EDWARD S. AARONS – Assignment Bangkok. CIA agent Sam Durell #33. Gold Medal, paperback original; 1st printing, May 1972.

   If the listing before the title page is correct, this is #33 in Aarons’ long-running Sam Durell series. Durell is the Cajun-born CIA agent whose adventures ranged over three decades of world disorder, from the dark, dismal days of Europe soon after the Iron Curtain began, on through the era of deep-trenched US involvement in Southeast Asia, and beyond.

   His mission in Thailand in this book is on three levels. Ostensibly he is in Bangkok as part of an economic/agricultural advisory team.
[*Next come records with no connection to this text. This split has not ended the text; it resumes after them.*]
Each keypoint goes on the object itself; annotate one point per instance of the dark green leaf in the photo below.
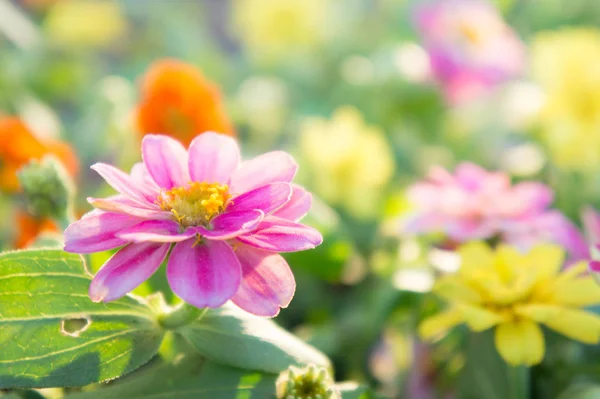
(485, 374)
(52, 334)
(191, 377)
(233, 337)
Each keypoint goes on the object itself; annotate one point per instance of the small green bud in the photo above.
(311, 382)
(48, 189)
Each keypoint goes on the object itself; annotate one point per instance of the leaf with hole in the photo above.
(190, 377)
(53, 335)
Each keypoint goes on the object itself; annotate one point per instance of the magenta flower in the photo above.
(224, 222)
(470, 47)
(476, 204)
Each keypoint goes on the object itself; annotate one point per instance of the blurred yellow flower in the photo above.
(347, 161)
(515, 292)
(270, 28)
(85, 23)
(566, 64)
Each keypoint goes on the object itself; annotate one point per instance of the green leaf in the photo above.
(581, 391)
(53, 335)
(485, 374)
(352, 390)
(191, 377)
(233, 337)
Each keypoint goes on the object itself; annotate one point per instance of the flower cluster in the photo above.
(474, 204)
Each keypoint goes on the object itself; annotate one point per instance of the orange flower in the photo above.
(29, 227)
(18, 146)
(179, 101)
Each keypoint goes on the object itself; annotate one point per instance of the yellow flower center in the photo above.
(196, 203)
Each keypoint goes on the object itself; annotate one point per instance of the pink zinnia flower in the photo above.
(476, 204)
(223, 221)
(470, 47)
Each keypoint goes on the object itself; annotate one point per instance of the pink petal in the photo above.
(126, 185)
(119, 204)
(155, 231)
(267, 198)
(232, 224)
(204, 275)
(272, 167)
(280, 235)
(166, 160)
(96, 230)
(140, 174)
(267, 282)
(213, 157)
(298, 205)
(591, 223)
(127, 269)
(595, 266)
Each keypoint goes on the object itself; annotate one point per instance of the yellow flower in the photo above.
(347, 161)
(566, 64)
(83, 23)
(515, 293)
(270, 29)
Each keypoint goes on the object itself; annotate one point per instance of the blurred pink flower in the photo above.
(476, 204)
(223, 221)
(471, 48)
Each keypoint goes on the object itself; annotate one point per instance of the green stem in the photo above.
(518, 379)
(180, 316)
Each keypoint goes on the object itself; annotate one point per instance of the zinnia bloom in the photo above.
(18, 146)
(223, 222)
(180, 102)
(473, 203)
(471, 48)
(565, 64)
(515, 293)
(30, 227)
(349, 161)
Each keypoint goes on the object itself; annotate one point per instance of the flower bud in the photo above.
(48, 189)
(311, 382)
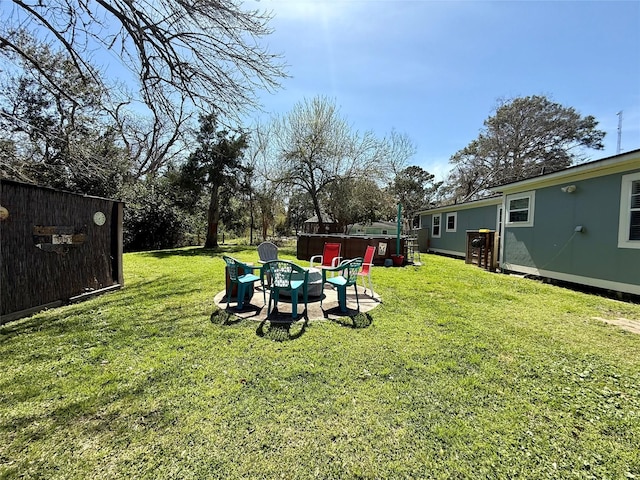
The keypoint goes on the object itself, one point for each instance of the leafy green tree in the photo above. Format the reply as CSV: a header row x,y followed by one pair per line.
x,y
525,137
64,141
414,188
214,167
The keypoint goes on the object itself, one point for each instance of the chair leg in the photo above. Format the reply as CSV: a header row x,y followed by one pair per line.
x,y
342,298
355,286
270,298
294,303
240,299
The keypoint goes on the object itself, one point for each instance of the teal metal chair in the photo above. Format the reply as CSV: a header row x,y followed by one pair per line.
x,y
286,275
241,275
349,270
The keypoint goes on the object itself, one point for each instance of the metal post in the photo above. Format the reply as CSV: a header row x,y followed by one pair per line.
x,y
398,252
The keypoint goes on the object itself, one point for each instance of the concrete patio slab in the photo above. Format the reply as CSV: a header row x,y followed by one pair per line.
x,y
256,309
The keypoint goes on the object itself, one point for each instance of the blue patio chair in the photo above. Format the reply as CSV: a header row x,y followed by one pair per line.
x,y
267,251
286,275
349,270
241,275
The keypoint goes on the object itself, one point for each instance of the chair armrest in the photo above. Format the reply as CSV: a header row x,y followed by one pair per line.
x,y
314,258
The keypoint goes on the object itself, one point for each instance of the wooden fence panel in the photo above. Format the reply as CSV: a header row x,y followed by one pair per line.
x,y
55,246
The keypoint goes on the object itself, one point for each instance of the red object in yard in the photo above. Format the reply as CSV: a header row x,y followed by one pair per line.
x,y
398,260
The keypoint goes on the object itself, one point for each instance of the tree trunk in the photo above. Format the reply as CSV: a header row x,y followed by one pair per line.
x,y
316,207
213,219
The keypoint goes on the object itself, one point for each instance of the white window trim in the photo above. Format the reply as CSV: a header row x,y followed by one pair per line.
x,y
433,217
532,203
625,212
455,222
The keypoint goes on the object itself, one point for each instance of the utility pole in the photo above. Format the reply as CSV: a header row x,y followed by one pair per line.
x,y
619,130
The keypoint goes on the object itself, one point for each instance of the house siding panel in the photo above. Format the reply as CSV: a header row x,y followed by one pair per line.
x,y
467,219
553,245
He thinks he’s there to retrieve another agent who has been investigating revolutionary forces in the northern part of the country. Soon after his arrival, however, he discovers that opposing forces know more about his real mission than he does.

   In other words, Durell is in deep trouble from the very first paragraph on. And this is an action story, through and through. And once again, Aarons’ eye for exotic, picturesque detail does not fail the reader: this is a part of the world I have never been in, and probably never will be, but as far as it’s possible, I feel as though I’ve just returned from a prolonged visit there.

   Unfortunately, I think that with this number of entries in a single series, Aarons’ zest for a spine-tingling story might have been beginning to fail him. There are plots and subplots, but none of them seem to amount to much. Durell and his cohorts in espionage simply have too easy of a time of it (even though they would never say so themselves, if you ever had a chance to ask.)

   All the ingredients are here, but in this book, I think Aarons was only going through the motions.

– Very slightly revised from Mystery*File #32, July 1991.